Этот запомнившийся мне эпизод, несмотря на его наивность, я привожу здесь как наглядное выражение того, что составляет неоспоримое преимущество записи – прямого, ничем не искореженного общения слушателя и автора.
А в противовес этому прямому общению можно, допустим, привести попытку знакомства с каким-нибудь сочинением Л.Н. Толстого путем просмотра спектакля, где герои и говорят, и одеты по воле модного режиссера.
Или знакомство, встреча с любимым поэтом, но в обрамлении деталей, свойственных стилю только данного показа.
Все это в наши времена, слава богу, уже не запрещено. Но это и не та дорога, по которой идет человек, желая сам узнать автора или исполнителя.
Действительно, как бы хорошо актер ни декламировал в луче прожекторов стихи, даже плохая запись авторского голоса производит несравненно большее впечатление. Оно живое именно потому, что несет, кроме всего прочего, еще какую-то личную тайну. А говоря языком казенным – ценнейшую дополнительную информацию.
То же самое – при исполнительском искусстве. Оказавшись с трудом и значительными материальными потерями в Большом зале консерватории на желанном концерте любимого долгожданного гастролера, как часто мы, недоучки и циники, замечаем прикрытые мокрые глаза настоящих слушателей.
Попробуйте спросить – вас пожалеют. Но коли вы не поняли, объяснять не станут. Скорее всего, посочувствуют. Да слышащий – услышит…
И в этом – бессмертная ценность настоящей записи. Этого ничем на свете, ни в какие времена подменить нельзя.
Люди и мифы
В Ялте у Паустовского
Паустовский входил в ялтинскую кофейную в кепке и промокшем плаще, щурясь, протирал очки, а за его именем в воображении людей – и тех, кто шел ему навстречу по набережной, и тех, кто прятался от дождя в этом кафе, – уже стоял легендарный, неподвластный удару смерти образ писателя и человека, дерзнувшего в своей жизни и сочинениях всегда оставаться на стороне добра, справедливости и надежды.
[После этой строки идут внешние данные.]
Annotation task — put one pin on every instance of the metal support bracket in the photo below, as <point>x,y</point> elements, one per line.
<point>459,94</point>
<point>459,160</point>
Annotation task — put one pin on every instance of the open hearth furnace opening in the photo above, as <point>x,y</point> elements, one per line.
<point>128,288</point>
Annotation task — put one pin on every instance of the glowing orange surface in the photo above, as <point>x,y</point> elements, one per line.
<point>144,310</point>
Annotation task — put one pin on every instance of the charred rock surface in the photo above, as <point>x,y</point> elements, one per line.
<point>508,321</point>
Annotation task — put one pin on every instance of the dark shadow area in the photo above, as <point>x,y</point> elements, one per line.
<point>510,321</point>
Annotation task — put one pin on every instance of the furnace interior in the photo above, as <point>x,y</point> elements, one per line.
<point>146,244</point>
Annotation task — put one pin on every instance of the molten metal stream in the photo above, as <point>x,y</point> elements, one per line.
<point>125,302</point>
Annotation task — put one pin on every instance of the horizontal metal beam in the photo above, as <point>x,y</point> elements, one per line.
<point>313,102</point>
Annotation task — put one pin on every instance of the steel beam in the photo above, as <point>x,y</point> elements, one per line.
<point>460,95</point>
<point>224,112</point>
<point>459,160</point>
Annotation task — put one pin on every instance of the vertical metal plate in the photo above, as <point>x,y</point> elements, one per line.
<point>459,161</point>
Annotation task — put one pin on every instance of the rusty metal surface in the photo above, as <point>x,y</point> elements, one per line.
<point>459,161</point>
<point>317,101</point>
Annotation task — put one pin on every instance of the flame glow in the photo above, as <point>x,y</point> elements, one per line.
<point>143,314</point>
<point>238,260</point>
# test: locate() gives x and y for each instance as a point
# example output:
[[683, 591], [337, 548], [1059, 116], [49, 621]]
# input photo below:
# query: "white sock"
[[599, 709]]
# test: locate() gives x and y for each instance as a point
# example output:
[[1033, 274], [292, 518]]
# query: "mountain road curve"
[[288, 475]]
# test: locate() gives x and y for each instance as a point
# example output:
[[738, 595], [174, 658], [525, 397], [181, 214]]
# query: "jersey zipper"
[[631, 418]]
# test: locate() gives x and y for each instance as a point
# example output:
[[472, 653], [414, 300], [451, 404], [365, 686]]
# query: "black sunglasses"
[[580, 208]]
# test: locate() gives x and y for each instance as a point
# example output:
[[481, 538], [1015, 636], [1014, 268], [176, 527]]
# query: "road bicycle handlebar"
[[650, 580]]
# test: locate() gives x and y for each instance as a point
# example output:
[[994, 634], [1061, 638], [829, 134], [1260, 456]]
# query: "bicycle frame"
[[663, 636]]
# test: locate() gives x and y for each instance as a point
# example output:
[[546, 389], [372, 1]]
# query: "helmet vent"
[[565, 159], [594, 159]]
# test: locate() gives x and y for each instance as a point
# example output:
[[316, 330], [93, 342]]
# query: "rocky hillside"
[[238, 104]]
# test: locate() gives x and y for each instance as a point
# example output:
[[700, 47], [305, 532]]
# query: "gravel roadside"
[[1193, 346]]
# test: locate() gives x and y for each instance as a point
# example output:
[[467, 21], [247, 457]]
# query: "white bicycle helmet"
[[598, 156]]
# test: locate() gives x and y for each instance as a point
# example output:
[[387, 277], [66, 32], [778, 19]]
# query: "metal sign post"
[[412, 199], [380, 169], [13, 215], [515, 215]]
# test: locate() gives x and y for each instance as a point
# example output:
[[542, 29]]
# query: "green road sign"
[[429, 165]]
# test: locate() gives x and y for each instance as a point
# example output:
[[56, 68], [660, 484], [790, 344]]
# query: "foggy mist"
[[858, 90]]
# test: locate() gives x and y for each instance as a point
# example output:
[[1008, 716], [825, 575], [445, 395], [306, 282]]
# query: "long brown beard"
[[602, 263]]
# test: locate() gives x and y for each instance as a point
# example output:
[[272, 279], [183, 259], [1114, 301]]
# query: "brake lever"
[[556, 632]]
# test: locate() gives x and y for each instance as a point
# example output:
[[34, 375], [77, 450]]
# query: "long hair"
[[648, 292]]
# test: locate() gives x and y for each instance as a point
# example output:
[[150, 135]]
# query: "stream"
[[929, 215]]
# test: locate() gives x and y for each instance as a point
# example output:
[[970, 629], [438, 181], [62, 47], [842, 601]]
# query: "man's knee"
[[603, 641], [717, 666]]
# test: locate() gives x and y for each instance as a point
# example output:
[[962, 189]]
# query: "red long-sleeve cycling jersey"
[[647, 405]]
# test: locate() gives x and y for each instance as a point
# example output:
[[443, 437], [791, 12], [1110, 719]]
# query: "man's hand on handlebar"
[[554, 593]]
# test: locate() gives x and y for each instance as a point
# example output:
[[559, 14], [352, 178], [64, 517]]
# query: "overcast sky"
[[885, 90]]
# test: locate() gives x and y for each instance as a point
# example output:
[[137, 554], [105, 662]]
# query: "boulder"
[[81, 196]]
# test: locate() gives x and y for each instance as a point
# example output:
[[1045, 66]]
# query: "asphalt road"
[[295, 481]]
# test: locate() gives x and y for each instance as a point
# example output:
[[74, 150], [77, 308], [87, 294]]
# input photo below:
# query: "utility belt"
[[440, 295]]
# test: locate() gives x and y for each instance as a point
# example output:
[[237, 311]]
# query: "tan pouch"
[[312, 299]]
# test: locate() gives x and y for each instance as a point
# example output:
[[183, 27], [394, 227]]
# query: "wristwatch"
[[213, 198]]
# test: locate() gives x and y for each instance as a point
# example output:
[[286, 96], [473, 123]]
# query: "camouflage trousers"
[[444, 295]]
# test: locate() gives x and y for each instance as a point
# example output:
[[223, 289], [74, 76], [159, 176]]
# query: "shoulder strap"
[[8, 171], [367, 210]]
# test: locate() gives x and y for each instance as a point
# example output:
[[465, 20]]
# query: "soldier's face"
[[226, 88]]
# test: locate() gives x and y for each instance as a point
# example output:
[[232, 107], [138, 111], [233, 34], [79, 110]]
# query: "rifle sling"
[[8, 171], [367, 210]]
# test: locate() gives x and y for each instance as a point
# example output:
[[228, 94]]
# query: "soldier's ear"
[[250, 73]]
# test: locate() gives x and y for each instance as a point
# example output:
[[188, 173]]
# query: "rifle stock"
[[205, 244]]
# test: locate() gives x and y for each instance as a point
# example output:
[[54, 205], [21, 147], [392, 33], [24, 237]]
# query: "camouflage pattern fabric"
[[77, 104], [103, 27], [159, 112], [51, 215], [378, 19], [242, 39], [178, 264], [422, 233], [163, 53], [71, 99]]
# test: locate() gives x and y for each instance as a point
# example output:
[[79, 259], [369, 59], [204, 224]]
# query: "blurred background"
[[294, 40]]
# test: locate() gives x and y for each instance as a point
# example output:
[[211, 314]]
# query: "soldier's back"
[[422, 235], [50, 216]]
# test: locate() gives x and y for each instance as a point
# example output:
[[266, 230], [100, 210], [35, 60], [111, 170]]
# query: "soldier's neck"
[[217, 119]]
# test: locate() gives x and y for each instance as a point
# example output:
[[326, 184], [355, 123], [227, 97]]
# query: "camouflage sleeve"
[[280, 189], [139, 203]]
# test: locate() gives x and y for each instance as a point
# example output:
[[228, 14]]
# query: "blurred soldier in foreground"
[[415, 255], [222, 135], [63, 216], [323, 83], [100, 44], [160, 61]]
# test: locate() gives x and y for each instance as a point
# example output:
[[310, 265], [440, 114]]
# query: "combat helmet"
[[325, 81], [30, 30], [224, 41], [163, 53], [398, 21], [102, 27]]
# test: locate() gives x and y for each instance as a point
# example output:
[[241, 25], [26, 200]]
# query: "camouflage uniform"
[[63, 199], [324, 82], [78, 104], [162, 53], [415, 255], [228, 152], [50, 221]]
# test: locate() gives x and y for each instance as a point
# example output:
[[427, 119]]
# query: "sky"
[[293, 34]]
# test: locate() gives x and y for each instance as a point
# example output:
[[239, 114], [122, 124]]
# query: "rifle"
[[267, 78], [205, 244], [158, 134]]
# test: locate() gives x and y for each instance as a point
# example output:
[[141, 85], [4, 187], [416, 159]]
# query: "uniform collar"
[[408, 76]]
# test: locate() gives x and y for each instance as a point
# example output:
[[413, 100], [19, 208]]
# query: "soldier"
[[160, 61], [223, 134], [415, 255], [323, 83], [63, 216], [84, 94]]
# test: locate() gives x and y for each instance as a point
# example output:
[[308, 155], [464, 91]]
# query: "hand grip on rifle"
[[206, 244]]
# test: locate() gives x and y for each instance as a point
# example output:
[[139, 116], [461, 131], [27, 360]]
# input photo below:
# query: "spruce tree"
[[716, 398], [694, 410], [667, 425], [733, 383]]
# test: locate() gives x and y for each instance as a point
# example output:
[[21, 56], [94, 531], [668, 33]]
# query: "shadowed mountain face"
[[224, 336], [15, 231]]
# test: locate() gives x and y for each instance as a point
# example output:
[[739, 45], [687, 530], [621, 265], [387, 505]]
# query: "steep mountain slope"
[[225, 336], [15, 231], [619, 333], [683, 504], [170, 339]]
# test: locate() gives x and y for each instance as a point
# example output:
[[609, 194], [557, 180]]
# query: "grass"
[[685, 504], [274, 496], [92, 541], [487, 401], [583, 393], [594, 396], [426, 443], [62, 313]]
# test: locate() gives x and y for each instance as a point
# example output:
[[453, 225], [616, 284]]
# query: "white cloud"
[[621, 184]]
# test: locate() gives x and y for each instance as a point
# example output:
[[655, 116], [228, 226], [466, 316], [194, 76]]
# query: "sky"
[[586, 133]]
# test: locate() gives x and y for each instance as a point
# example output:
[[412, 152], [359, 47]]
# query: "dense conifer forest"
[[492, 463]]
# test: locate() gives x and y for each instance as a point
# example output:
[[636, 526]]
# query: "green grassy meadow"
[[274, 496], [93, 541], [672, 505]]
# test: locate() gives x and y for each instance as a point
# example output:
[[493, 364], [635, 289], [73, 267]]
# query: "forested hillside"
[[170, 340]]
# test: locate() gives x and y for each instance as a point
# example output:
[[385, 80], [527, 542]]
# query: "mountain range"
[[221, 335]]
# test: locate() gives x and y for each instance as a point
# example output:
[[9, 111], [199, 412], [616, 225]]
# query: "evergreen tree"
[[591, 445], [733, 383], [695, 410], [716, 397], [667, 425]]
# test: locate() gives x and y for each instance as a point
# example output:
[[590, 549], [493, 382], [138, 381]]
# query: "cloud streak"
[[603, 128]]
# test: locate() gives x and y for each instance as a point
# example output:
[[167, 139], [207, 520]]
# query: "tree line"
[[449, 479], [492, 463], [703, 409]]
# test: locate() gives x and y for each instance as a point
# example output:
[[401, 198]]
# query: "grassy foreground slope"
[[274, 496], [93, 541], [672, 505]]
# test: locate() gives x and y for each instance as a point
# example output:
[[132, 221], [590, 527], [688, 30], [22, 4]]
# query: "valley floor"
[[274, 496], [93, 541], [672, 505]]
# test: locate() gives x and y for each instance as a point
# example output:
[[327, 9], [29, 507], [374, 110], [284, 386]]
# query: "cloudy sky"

В хаосе изломанного войнами, разрухой, голодом времени, в толпах ничем не приметных людей он находил то, что позволяет человеку сохранять достоинство, веру и силы для борьбы. И в этом упрямом отборе художника прежде всего было желание выставить на всеобщее обозрение то самое драгоценное, что должно оставаться и остается в иных людях, какие бы испытания ни выпадали на их долю.
Своим неторопливым повествованием, где всякая мелочь, каждое описание проникнуты ясным человеческим взором, Паустовский как бы заставлял читателя оглянуться на мир, на время, на людей, на себя.
Легенда о Паустовском задолго до его смерти была настолько определённа и властна, что постепенно поглощала и ежедневные будничные события его жизни, придавая им особое значение и смысл. В представлении людей он был больше, необыкновеннее и неизмеримо загадочнее, чем на самом деле. Когда в том же кафе на набережной кто-то из официанток, не удержавшись, сообщал своим клиентам его имя, указывая туда, где он сидел, люди, забыв приличия, поворачивались с такими распахнутыми вовсю глазами, точно им предстояло охватить взглядом гору.
Смерть не отняла ни единого слова из того, что составляет вместе со всеми сочинениями легенду Паустовского.
Он остался в своем лирическом герое, в памяти людей и во множестве добрых земных дел.
Но с ним ушло то, что было самым удивительным для современников, – неповторимое, живое единство несовместимых черт. Соединение глубокой человеческой доброты и несгибаемой воли, старческой фигуры и безупречной элегантности, флотской тельняшки и профессорских очков. В любом пересказе все это распадается на слова, на примеры и тотчас теряет то обаяние, которым сразу же покорял Паустовский. Та особенная, упрямая определенность, которая есть в отборе материала, событий и самих слов писателя, была ощутима и в поведении и просто во внешнем облике Паустовского.
Всегда подтянутый и, несмотря на годы, какой-то юношески свежий, он производил впечатление человека, что называется, в приподнятом расположении духа. Притом далеко не во всех случаях настроение было праздничным и лучезарным, но ощущение внутреннего накала, темперамента оставалось неизменно.
Однако это не было то данное свыше соединение, где все сходится и совпадает само собой.
Обостренное внимание ко всему окружающему, постоянная внутренняя собранность, вечные преодоления недомоганий, усталости и житейских невзгод скрывались за каждым движением Паустовского.
Вопреки завидной репутации любимца, баловня судьбы, Паустовскому всё, и сама эта судьба, давалось трудно.
Человек крайне вспыльчивый, мгновенно увлекающийся, он, скорее, находился в какой-то постоянной борьбе с самим собой и с тем, что в данный момент предъявлял ему ход событий. Но борьба эта шла в том единственном направлении, которое определяло всю жизнь и творчество Константина Георгиевича.